Intel's financial numbers soared in a first quarter that saw the chip maker aggressively roll out products and corporate spending begin to pick up.

Intel, which owns an 80 percent share of the worldwide microprocessor market, generated $10.3 billion in the first three months of 2010, a 44 percent jump over the same period last year, when the global recession was in full swing, company officials reported April 13. Profits came in at $2.4 billion, a whopping 288 percent over the first quarter in 2009.

In a conference call with analysts and reporters after the numbers were released, Intel CEO Paul Otellini said the change over a year was significant. The first three months of 2009 saw the economy hitting its depths, Otellini said. Now, he said, "the industry is nearly fully recovered."

Otellini said the consumer space continued to drive the industry's recovery, noting the high demand for mobile devices, such as laptops, and higher-end PCs.

In addition, the long dormant commercial space seems to be showing signs of life, he said.

"We're also seeing signs of corporate spending improving," Otellini said.

The first quarter saw a host of new processing platforms come into both the PC and server markets from not only Intel, but also Advanced Micro Devices and IBM.

For Intel, it started at the Consumer Electronics Show in January, with the rollout of more of its 32-nanometer Core i3, i5 and i7 chips. During the quarter, Intel also launched its much-delayed Itanium 9300 "Tukwila" processor for high-end servers.

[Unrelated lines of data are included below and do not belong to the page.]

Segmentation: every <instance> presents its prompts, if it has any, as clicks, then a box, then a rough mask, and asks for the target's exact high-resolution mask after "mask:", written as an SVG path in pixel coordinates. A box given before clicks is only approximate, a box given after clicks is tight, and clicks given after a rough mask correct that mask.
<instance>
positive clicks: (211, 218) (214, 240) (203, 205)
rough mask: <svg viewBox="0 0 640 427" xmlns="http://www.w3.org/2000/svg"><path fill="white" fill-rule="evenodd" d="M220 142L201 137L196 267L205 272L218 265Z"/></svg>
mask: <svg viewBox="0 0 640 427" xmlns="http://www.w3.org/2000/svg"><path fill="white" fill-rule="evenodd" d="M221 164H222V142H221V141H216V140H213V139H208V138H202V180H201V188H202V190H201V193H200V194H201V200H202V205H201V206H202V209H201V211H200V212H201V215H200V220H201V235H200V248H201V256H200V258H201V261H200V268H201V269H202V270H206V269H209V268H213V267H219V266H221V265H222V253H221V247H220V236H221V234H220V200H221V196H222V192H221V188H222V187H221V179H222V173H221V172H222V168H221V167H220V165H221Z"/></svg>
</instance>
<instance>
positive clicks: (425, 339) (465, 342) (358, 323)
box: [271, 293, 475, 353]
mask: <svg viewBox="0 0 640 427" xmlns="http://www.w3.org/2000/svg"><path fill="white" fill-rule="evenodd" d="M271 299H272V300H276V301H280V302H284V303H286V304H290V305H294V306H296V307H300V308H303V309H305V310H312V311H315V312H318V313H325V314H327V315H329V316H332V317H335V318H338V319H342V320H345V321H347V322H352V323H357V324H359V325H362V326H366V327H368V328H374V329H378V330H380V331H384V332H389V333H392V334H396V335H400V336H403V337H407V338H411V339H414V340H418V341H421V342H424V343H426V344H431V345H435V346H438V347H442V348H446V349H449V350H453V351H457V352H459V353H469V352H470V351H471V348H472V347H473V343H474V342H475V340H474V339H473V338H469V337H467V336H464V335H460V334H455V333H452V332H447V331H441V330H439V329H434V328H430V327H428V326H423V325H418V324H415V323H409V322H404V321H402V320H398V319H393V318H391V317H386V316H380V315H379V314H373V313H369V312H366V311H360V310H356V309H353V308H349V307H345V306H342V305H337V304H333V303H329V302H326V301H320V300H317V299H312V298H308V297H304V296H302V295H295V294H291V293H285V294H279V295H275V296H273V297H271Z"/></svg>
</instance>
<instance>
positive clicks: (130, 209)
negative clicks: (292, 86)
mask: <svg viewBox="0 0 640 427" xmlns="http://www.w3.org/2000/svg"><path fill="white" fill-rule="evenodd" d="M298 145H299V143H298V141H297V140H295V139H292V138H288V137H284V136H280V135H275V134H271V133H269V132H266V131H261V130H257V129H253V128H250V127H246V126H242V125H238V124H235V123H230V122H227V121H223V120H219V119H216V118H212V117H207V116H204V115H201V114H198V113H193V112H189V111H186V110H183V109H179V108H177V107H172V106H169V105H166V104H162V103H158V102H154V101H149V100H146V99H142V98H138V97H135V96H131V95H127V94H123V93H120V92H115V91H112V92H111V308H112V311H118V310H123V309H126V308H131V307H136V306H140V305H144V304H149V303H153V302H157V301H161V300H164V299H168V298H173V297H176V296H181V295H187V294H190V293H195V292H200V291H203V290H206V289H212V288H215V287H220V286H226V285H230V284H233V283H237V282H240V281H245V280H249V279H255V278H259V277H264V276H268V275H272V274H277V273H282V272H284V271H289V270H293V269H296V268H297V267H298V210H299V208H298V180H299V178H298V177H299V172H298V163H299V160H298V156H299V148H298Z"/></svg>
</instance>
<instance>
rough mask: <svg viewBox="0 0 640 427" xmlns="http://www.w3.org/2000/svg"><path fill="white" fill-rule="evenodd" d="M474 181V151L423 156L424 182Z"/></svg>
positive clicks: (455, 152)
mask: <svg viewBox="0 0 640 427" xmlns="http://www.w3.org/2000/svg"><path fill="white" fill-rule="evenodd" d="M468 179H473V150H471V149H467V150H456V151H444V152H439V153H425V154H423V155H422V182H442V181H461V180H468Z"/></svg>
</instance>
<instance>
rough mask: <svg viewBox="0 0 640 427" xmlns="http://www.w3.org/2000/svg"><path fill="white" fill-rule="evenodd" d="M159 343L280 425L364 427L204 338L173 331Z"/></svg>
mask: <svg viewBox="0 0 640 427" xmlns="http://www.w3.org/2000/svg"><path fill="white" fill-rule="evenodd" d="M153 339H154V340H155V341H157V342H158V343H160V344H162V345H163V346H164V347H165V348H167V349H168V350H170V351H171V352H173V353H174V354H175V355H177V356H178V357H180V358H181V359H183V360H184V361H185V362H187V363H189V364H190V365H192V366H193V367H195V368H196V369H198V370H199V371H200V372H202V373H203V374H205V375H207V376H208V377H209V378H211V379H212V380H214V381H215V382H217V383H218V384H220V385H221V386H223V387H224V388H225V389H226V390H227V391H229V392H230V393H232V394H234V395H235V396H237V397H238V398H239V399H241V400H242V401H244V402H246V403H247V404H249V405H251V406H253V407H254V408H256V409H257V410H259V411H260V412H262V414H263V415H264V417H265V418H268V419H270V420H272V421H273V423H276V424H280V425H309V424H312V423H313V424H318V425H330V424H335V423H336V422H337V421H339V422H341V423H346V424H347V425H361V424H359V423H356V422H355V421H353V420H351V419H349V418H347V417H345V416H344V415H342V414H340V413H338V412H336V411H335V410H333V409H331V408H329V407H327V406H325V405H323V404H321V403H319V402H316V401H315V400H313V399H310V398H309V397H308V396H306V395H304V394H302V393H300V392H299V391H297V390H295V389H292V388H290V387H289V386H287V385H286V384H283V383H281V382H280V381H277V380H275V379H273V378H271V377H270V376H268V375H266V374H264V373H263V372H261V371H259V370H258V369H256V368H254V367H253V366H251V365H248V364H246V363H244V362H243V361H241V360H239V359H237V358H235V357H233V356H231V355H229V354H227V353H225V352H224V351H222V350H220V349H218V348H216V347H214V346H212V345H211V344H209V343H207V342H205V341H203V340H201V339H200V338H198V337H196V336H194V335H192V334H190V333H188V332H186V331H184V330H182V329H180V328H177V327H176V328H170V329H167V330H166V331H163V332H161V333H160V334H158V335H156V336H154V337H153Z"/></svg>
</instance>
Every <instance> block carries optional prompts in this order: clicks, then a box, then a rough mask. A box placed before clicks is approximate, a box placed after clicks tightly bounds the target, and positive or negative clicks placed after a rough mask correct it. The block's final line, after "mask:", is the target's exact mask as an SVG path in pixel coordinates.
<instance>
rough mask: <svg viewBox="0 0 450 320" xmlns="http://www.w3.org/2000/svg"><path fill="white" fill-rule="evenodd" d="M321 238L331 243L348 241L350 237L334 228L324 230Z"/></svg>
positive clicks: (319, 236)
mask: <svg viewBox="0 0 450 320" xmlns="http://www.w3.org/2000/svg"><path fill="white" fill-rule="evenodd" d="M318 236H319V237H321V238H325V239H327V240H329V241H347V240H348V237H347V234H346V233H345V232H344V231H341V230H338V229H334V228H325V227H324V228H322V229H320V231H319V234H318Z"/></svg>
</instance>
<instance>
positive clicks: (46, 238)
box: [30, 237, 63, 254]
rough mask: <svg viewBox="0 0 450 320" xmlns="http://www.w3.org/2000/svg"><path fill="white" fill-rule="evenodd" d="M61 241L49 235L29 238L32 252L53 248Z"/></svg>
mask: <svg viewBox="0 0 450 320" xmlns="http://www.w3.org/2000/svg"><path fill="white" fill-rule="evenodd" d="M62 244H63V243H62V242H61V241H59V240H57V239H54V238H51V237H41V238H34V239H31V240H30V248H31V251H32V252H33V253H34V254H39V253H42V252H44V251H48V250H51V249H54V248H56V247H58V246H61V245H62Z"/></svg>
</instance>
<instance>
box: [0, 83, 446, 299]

That was followed by the release of the 32-nm six-core Xeon 5600 "Westmere EP" chips and, in the last week days of the quarter, the high-end Xeon 7500 "Nehalem EX" family, designed to drive the x86 platform up into the space traditionally occupied by RISC, Itanium and mainframe systems.

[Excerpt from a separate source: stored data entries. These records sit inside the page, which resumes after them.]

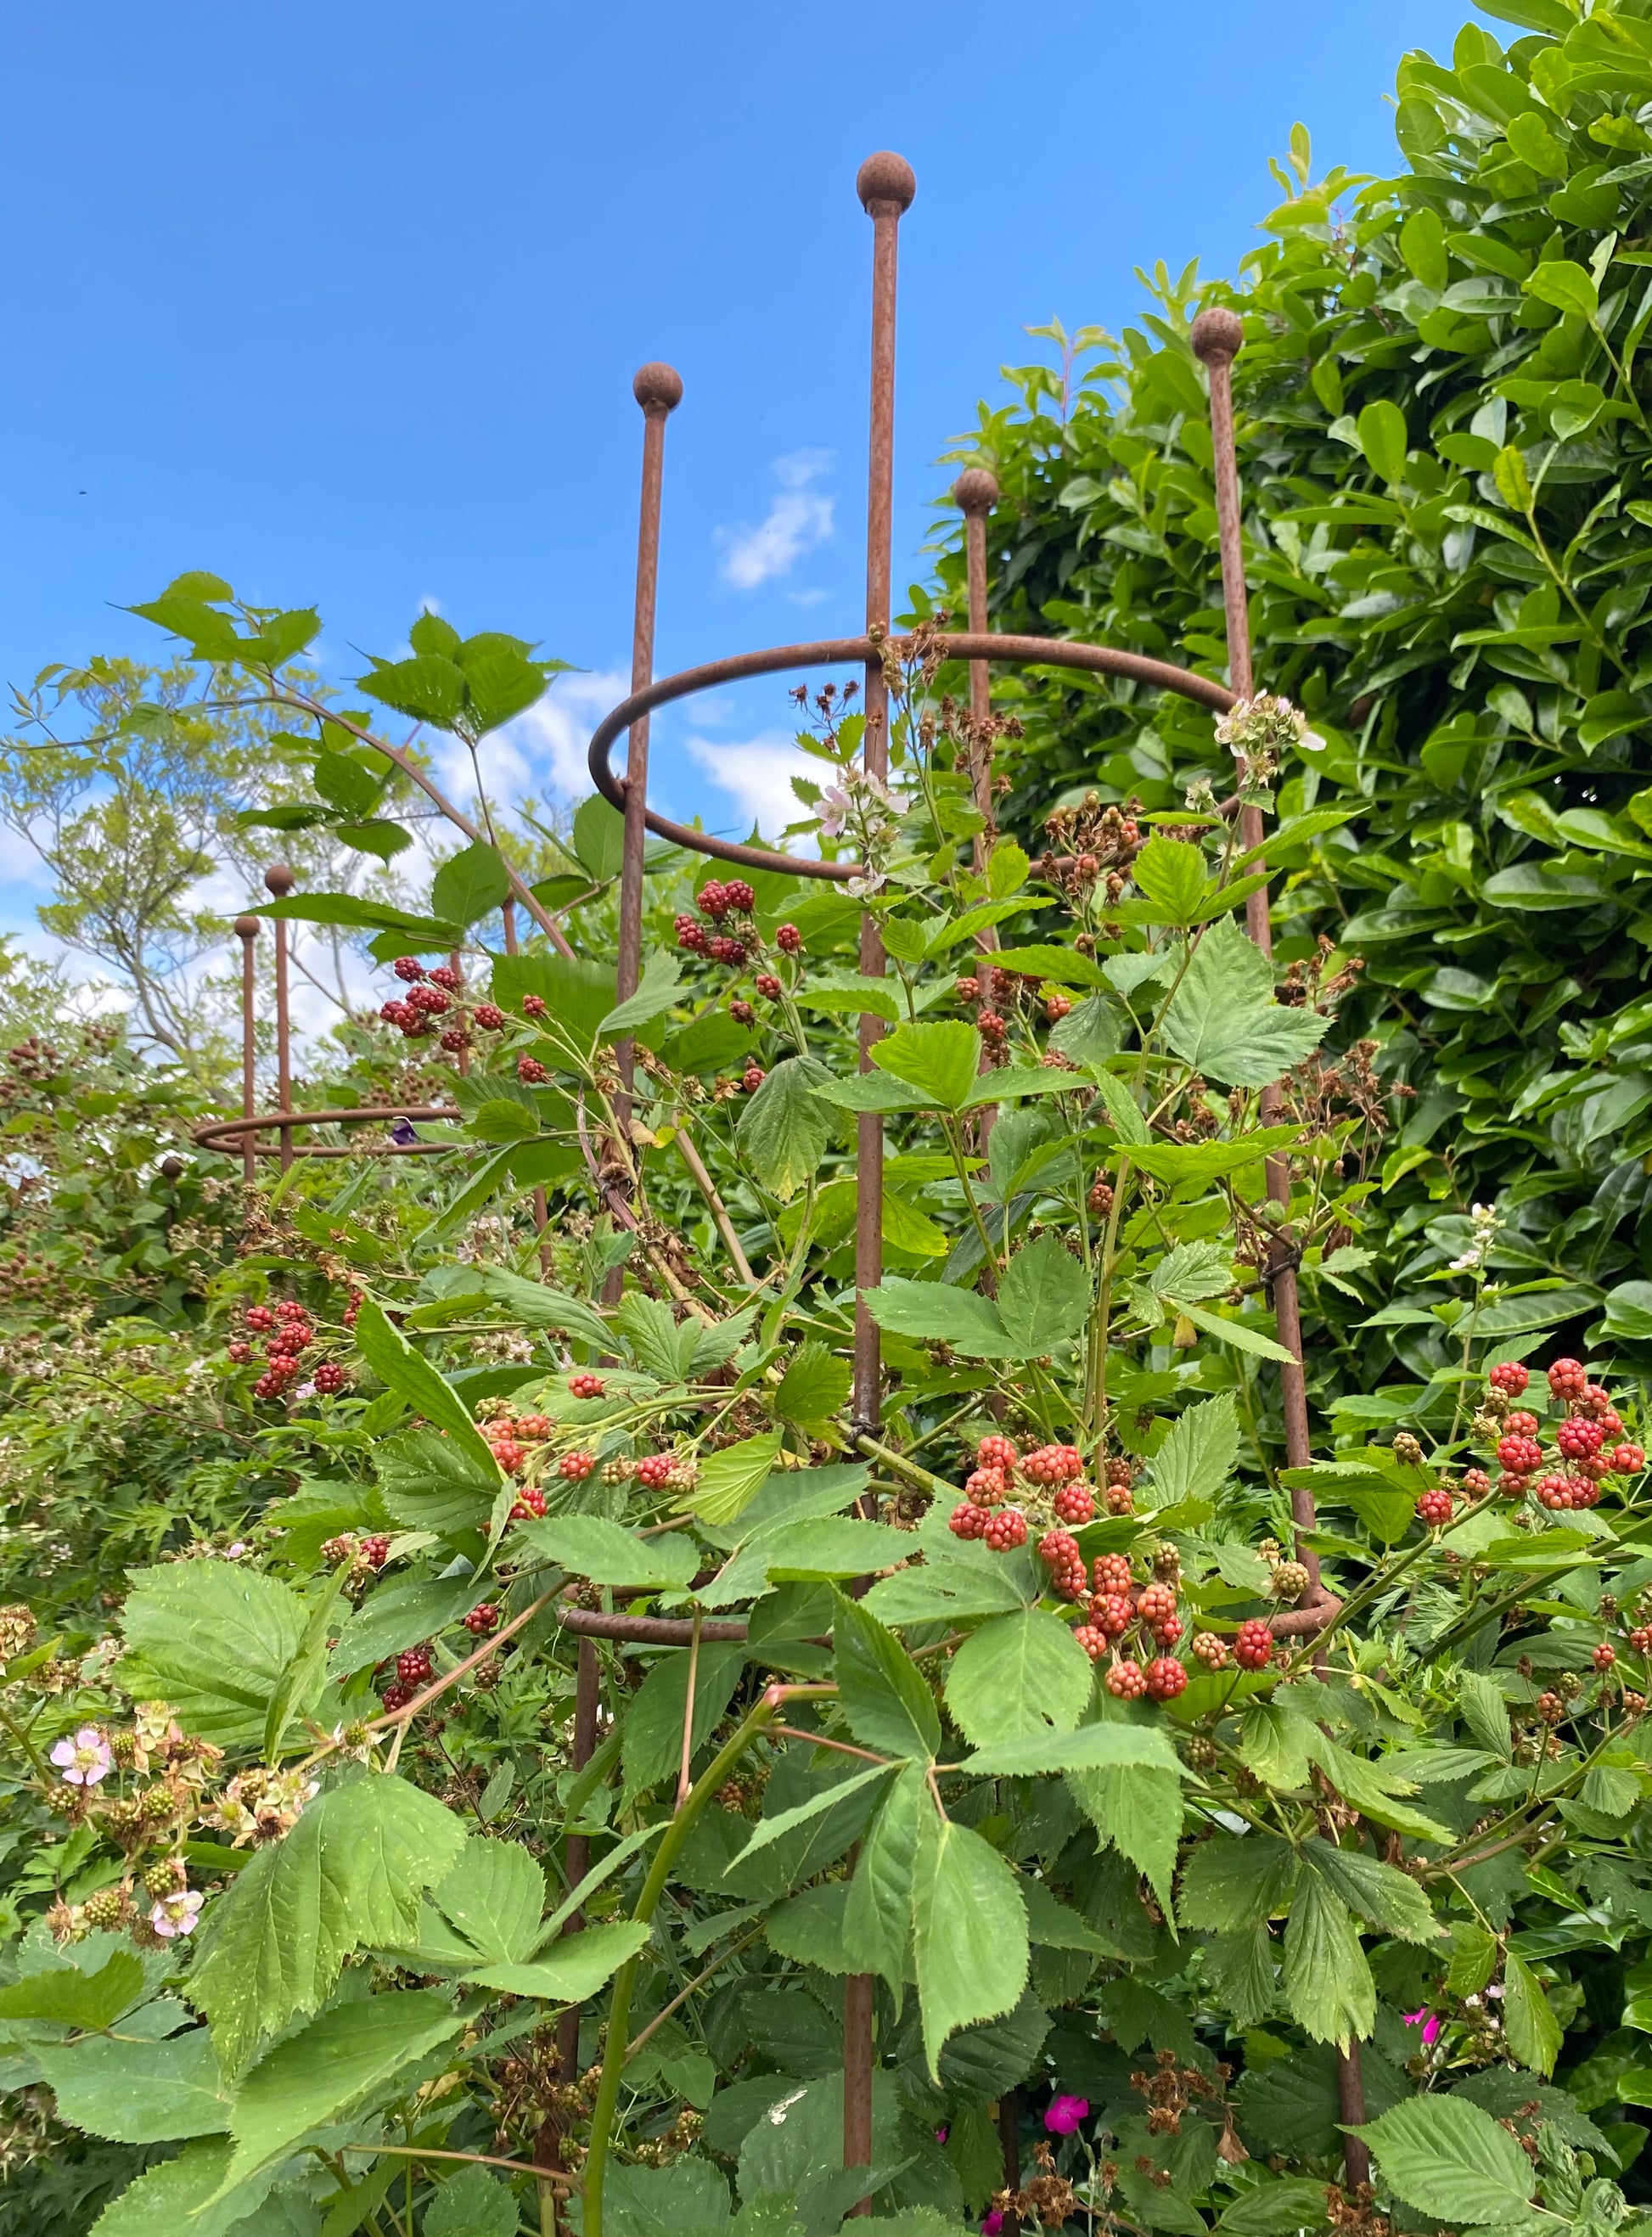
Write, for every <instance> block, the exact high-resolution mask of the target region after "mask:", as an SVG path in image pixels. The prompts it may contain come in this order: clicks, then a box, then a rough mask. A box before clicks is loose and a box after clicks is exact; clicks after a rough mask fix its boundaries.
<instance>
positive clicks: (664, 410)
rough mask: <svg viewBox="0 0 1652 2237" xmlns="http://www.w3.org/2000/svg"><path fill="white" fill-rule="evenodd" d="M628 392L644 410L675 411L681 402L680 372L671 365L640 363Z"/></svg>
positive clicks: (667, 411) (680, 380) (650, 410)
mask: <svg viewBox="0 0 1652 2237" xmlns="http://www.w3.org/2000/svg"><path fill="white" fill-rule="evenodd" d="M630 394H633V396H635V398H637V403H639V405H642V409H644V412H675V409H677V405H680V403H682V374H680V371H677V369H675V367H673V365H642V367H637V378H635V380H633V383H630Z"/></svg>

Otellini and Intel CFO Stacy Smith said demand for Intel's 32-nm processors is spiraling upward. That demand, coupled with the high yields from the first of Intel's 32-nm manufacturing facilities, persuaded company executives to speed up the timetable for bringing two other 32-nm fabs online.

Otellini said that Intel now intends to have all four 32-nm facilities operational by early in the fourth quarter. Intel officials announced last year that they were investing $7 billion on the 32-nm processor fabs.

With a full quarter coming up for sales of the new processors, Otellini expects to see demand for the products continue to grow. In addition, like most other IT vendors, Intel has been waiting for corporate spending to improve, something he said he is beginning to see.

On the client side, he said the average age of a laptop is four years, and five years for a desktop. It's increasingly costly to keep these systems up and running.

"You're getting to the point where, as CEOs start feeling better [about the economy], it makes sense to swap [the older systems] out," he said.

Businesses also are expected to qualify Microsoft's Windows 7 operating system for use in their corporate environments as the year progresses.

Mobility will continue to be a big driver, Otellini said. Intel is planning to release a dual-core version of its Atom processors in the second quarter, and also is working on a low-power chip, he said.

In the server space, OEMs will continue to roll out systems powered by both the Xeon 5600 and four- to eight-core Xeon 7500 processors, which will feed into the pent-up demand to refresh aging fleets of servers.

The result should be increasingly strong quarters as the year rolls on, Otellini said.

For the second quarter, Intel is predicting revenues of between $9.8 billion and $10.6 billion.